New Pew research shows that 72 percent of Americans use their mobile device while shopping and 28 percent of them used their mobile device to research a product or service. To receive alerts, consumers will first have to opt in via text or download an app to receive these offers as they travel around their local area. Either a business can offer its own app or a local media publisher, like a TV or radio station, might offer an app with multiple offers from various local businesses.
What makes mobile geofencing advertising unique is its ability to increase foot traffic into any business. It entices customers not within sight of the business, but within a short walk or drive, to make a purchase they might not have otherwise. It brings the front door of the business to consumers.
Hyper-personal. Mobile devices are the most personal of all media technologies. According to the Mobile Marketing Association, 91 percent of mobile users keep their phone within reach 24/7 – even while they sleep! While advertisers can exert greater control over their hyperlocal marketing messages using mobile geofencing advertising, it also creates a more hyperpersonal consumer experience.
For example, by opting in via text or by downloading an app, consumers can choose which geofencing advertising messages they want to receive. They can filter their choices by type of business, location and even the frequency of alerts. These hyperpersonal marketing messages empower consumers to establish the parameters for engagement with local businesses. According to Moto Message, 95 percent of marketing text messages are read within 15 minutes of receiving them and they have a redemption rate of 20 percent.
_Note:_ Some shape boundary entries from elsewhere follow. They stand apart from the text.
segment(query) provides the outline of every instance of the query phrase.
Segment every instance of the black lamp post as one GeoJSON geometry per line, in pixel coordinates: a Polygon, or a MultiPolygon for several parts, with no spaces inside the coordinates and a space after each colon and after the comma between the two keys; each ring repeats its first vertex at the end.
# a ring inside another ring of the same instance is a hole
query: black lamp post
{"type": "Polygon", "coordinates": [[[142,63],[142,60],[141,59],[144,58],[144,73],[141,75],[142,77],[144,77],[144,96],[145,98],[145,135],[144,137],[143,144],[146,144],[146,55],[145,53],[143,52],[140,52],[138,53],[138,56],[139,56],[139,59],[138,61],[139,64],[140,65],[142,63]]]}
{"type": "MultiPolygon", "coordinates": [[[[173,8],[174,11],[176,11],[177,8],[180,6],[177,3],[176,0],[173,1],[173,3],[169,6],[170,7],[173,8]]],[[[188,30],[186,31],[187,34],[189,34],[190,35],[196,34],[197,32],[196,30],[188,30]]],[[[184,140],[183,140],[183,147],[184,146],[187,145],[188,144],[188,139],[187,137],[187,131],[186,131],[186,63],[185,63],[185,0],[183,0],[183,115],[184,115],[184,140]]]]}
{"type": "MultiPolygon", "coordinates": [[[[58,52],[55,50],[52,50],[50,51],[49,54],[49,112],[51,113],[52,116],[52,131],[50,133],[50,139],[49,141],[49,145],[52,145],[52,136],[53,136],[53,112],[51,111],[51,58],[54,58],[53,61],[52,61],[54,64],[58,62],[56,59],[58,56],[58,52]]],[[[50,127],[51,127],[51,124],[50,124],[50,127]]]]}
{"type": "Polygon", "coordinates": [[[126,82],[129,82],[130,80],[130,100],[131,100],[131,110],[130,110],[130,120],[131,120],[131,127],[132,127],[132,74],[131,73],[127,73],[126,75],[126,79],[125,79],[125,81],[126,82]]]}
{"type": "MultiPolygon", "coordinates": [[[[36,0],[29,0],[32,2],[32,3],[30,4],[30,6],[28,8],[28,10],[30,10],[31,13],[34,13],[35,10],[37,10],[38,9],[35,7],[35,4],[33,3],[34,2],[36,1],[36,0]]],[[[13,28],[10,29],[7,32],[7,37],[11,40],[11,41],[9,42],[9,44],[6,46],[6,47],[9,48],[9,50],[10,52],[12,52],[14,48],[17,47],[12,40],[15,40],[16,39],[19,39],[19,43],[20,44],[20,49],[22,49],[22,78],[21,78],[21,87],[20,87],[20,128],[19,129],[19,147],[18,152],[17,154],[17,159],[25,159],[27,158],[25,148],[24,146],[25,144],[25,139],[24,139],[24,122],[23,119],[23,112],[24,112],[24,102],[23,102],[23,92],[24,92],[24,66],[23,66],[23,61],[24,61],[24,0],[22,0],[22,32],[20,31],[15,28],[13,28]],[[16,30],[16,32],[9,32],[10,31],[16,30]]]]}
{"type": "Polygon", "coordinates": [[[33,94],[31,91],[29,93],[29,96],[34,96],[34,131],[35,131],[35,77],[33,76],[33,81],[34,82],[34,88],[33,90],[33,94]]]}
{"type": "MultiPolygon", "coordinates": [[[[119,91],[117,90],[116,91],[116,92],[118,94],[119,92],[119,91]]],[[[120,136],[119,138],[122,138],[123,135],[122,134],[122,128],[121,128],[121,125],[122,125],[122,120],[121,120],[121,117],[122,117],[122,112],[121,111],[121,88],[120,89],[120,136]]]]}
Giving more control to the consumer results in higher redemption rates for the advertiser.
Highly Perishable. Geofencing is a great way for retailers to drive in-store traffic and offer consumers something different. One of the most powerful features of mobile geofencing advertising is its delivery of “highly perishable” offers. The hyperlocal and hyperpersonal nature of mobile geofencing advertising requires a different type of enticement to get consumers to act. Traditional special offers advertised on billboards, in newspapers, on the radio or TV or even desktop websites, won’t work because they often have a shelf life of days or weeks. The redemption period for special offers delivered via mobile are often measured in hours or even minutes.
If someone receives a mobile alert from a business within a mile of their location, the goal of that offer is to redirect that consumer into the business right then and there. The consumer will make a split-second decision on whether or not to act on that offer, so it needs to be extra special. Not only does the offer have to be a deeper discount or bigger enticement than a traditional offer, but the redemption deadline has to be much shorter – most likely under an hour. For example, a coffee shop might send out an alert stating “Buy 1 Coffee, Get 2 Free, Redeem in Next 15 Minutes.” An offer like this one is not only very enticing to consumers, but it is a powerful way for the business to drive foot traffic during slower times.
Mobile marketing is becoming more important for businesses. Geofencing is just one tool in the marketing mix. By using audience targeting programs in conjunction with geofencing, marketers can maximize the likelihood of reaching the optimal recipients of an offer.